Waktu sholat zuhur, kami berjamaah di masjid besar yang jaraknya cukup dekat. Sebelum pergi ke masjid, tuan rumah sempat meminjamkan tiga pasang sandal jepit untuk teman yang tidak pakai sandal. Selesai sholat, saya pergi ke belakang dan setelah kembali tidak melihat lagi teman-teman di dalam masjid. Saya coba cari di parkiran, mobil kami masih ada terparkir. Saya hubungi sopir, katanya mereka beberapa pergi ke pasar untuk beli sandal (sandal jepit). Saya diminta menunggu dekat mobil.

Tidak lama tiga orang teman saya yang ke pasar tadi datang. Saya lihat tidak tampak bahwa mereka beli sandal jepit. Sandal jepit yang dipakai di kaki mereka adalah sandal jepit dari tuan rumah teman kami. Ketika saya tanya tentang ihwal beli sandal atau tidak. Mereka menjawab harganya larang. "Berapa?" tanya saya. "tujuh ribu". katanya biasanya di kampung cuma lima ribu.
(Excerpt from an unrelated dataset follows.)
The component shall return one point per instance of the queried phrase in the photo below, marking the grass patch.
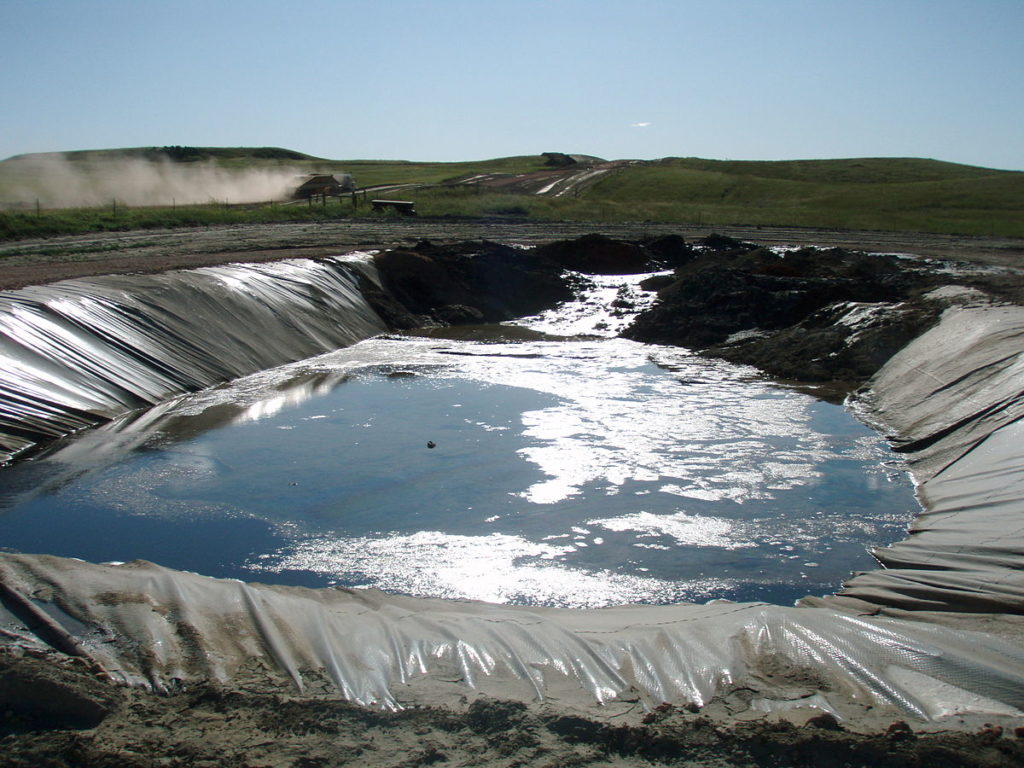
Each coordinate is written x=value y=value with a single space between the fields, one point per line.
x=884 y=194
Busyet! Cuma beda dua ribu rupiah kok tidak beli, pikir saya.

Kami pun makan siang di rumah teman kami yang baik hati itu. Makan siang yang alhamdulillah nikmatnya. Ketika makan, teman itu sempat tanya apakah jadi beli sandal. Akhirnya dibilangin bahwa kayaknya "dimahalin" oleh yang jual sandal, sehingga tidak jadi beli. Untung saja tidak ditanya berapa harganya, dan juga tidak disebut berapa harga yang dianggap "mahal" itu.

Tidak lama setelah makan, kami pun melanjutkan perjalanan pulang ke Kandangan. Dari tiga orang teman saya yang pinjam sandal tuan rumah ketika pergi ke masjid, dua orang "kok tega" tetap memakai sandal jepit itu untuk dibawa pulang. Satu orang yang menurut saya masih tahu diri, sehingga naik mobil rela pake ceker.
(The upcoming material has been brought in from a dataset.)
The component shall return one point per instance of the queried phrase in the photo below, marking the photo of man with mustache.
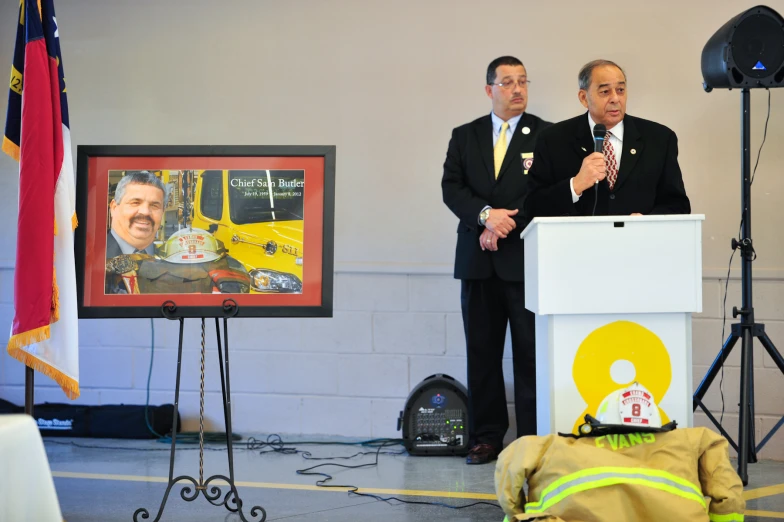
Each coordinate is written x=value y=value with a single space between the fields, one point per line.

Tapi yang dua itu, menurut saya tidak patut ditiru. Sudah dikasih suguhan, terus dipinjamin sandal untuk ke masjid, dan sudah dikasih makan, masih juga tega "minta" sandal jepit. Padahal tadi habis sholat di masjid sudah ke toko di pasar, cuma beda beberapa rupiah saja kok tidak beli, eh... malah tega "minta" sandal jepit teman yang sangat baik hati menjamu dan melayani. Kok tidak merasa malu ya. Apa memang tidak punya uang untuk beli sandal jepit, ah! rasanya tidak mungkin. Astaghfirullah...

Sekali lagi bukan untuk menceritakan aib ya, hanya tulisan pengalaman untuk diambil pelajaran. Yang namanya rezeki kan apa yang kita makan, kita gunakan atau kita pakai dan kita sedekahkan. Jadi kalau masih berwujud uang yang ada di kantong kita, itu bukan pasti rezeki kita. itu belum tentu nanti kita makan atau kita pakai. Mestinya ya beli saja sandal jepit dengan uang yang ada, yang penting uangnya ada dan cukup. Lain halnya jika uangnya tidak ada atau tidak cukup. Jangan pelit lah ya. Betul memang, barangsiapa yang pelit, pelit itu akan menyakiti diri sendiri. Dan juga, rezeki dari Allah SWT, harus yakin itu.